Here's how its done, folks. Republican has become a dirty word for McCain--so when you see his name in a newstory he's just a "presidential candidate" and not a Republican. At least as far as Reuters is concerned. Match this text with the one that appears directly below it in today's Globe.
WASHINGTON (Reuters) - U.S. presidential candidate John McCain plans a wide-ranging campaign that would go after voters often ignored by his Republican party, which in the past has focused on getting conservatives to the polls.
"We need to go all over America ... (and) compete hard in every section of the country," McCain, the party's presumptive nominee, said on "Fox News Sunday" in an interview taped on Friday.
McCain, who still has not won over many conservatives, made clear he planned a broader campaign than those waged by President George W. Bush when he faces either Barack Obama or Hillary Clinton as the Democratic candidate in the November election.
The Arizona senator said he would go after votes of blacks and Hispanics, two traditionally strong Democratic blocs, as well as independents and young voters who have been attracted to the Democratic campaigns this year.
"I'm not sure that the old red state, blue state scenario that prevailed for the last several elections works," McCain said, referring to the way television networks depict Republican states as red and Democratic states as blue on election night.
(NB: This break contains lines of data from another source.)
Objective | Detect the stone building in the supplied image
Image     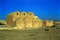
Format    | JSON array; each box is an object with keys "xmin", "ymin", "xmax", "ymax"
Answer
[
  {"xmin": 42, "ymin": 20, "xmax": 53, "ymax": 27},
  {"xmin": 46, "ymin": 20, "xmax": 53, "ymax": 26},
  {"xmin": 6, "ymin": 11, "xmax": 53, "ymax": 29}
]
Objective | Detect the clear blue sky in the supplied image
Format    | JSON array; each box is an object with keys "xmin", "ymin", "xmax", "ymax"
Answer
[{"xmin": 0, "ymin": 0, "xmax": 59, "ymax": 20}]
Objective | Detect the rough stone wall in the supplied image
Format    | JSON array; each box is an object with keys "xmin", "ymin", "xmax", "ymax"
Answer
[
  {"xmin": 32, "ymin": 19, "xmax": 43, "ymax": 28},
  {"xmin": 6, "ymin": 14, "xmax": 13, "ymax": 27},
  {"xmin": 15, "ymin": 12, "xmax": 27, "ymax": 29},
  {"xmin": 26, "ymin": 12, "xmax": 35, "ymax": 28},
  {"xmin": 12, "ymin": 12, "xmax": 21, "ymax": 21},
  {"xmin": 16, "ymin": 18, "xmax": 25, "ymax": 29},
  {"xmin": 6, "ymin": 12, "xmax": 21, "ymax": 28},
  {"xmin": 15, "ymin": 12, "xmax": 36, "ymax": 29},
  {"xmin": 42, "ymin": 21, "xmax": 46, "ymax": 26},
  {"xmin": 46, "ymin": 20, "xmax": 53, "ymax": 26}
]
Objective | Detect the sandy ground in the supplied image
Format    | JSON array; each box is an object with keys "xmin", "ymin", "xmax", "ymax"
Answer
[{"xmin": 0, "ymin": 20, "xmax": 60, "ymax": 40}]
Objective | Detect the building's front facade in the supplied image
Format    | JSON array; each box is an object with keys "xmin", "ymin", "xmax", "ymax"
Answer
[{"xmin": 6, "ymin": 11, "xmax": 53, "ymax": 29}]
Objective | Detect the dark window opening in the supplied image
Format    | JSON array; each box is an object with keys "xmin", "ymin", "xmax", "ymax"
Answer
[
  {"xmin": 23, "ymin": 13, "xmax": 25, "ymax": 15},
  {"xmin": 17, "ymin": 13, "xmax": 18, "ymax": 15},
  {"xmin": 30, "ymin": 13, "xmax": 32, "ymax": 15}
]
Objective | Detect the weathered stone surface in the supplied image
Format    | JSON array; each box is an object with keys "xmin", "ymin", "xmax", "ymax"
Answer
[{"xmin": 6, "ymin": 11, "xmax": 53, "ymax": 29}]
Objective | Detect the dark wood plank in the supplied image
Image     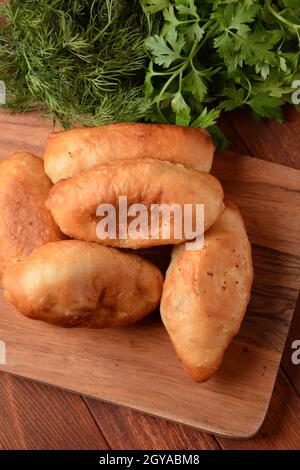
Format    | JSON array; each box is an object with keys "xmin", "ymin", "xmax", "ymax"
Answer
[
  {"xmin": 218, "ymin": 115, "xmax": 249, "ymax": 155},
  {"xmin": 225, "ymin": 105, "xmax": 300, "ymax": 170},
  {"xmin": 84, "ymin": 399, "xmax": 219, "ymax": 450},
  {"xmin": 0, "ymin": 374, "xmax": 109, "ymax": 450},
  {"xmin": 216, "ymin": 370, "xmax": 300, "ymax": 449}
]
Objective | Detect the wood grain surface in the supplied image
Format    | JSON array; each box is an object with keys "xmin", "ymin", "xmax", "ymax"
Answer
[
  {"xmin": 0, "ymin": 108, "xmax": 300, "ymax": 449},
  {"xmin": 0, "ymin": 373, "xmax": 108, "ymax": 450}
]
"I think most of these states that we have either red or blue are going to be up for grabs."
As an example he promised a fight for California which has become heavily Democratic over the past two decades and has often been written off by Republicans.
And Here's "democrat Obama" in the "small western states" from the AP:
BUTTE, Mont.—Hunting for votes out West, Democrat Barack Obama on Saturday rejected the idea that the region's sparsely populated states aren't important in the presidential race and renewed his promise to appoint a high-level adviser on Indian issues if elected
Obama also cast his usual message in more Western-friendly terms, talking about clean-coal technology as a way of protecting Montana's beautiful mountains and civil liberties as part of the state's tradition of independence.
An Obama supporter had scolded all the presidential candidates earlier for not addressing Western issues.
Montana and neighboring states have only a handful of delegates, but every one of them is valuable as Obama seeks to keep Hillary Rodham Clinton from narrowing his lead heading toward the nomination convention.
Obama, speaking at the Montana Democrats' annual Mansfield-Metcalf Dinner, mocked the suggestion from Clinton's campaign earlier this year that his lead is suspect because he won lightly contested small states that hold caucuses while losing some big states with primary elections.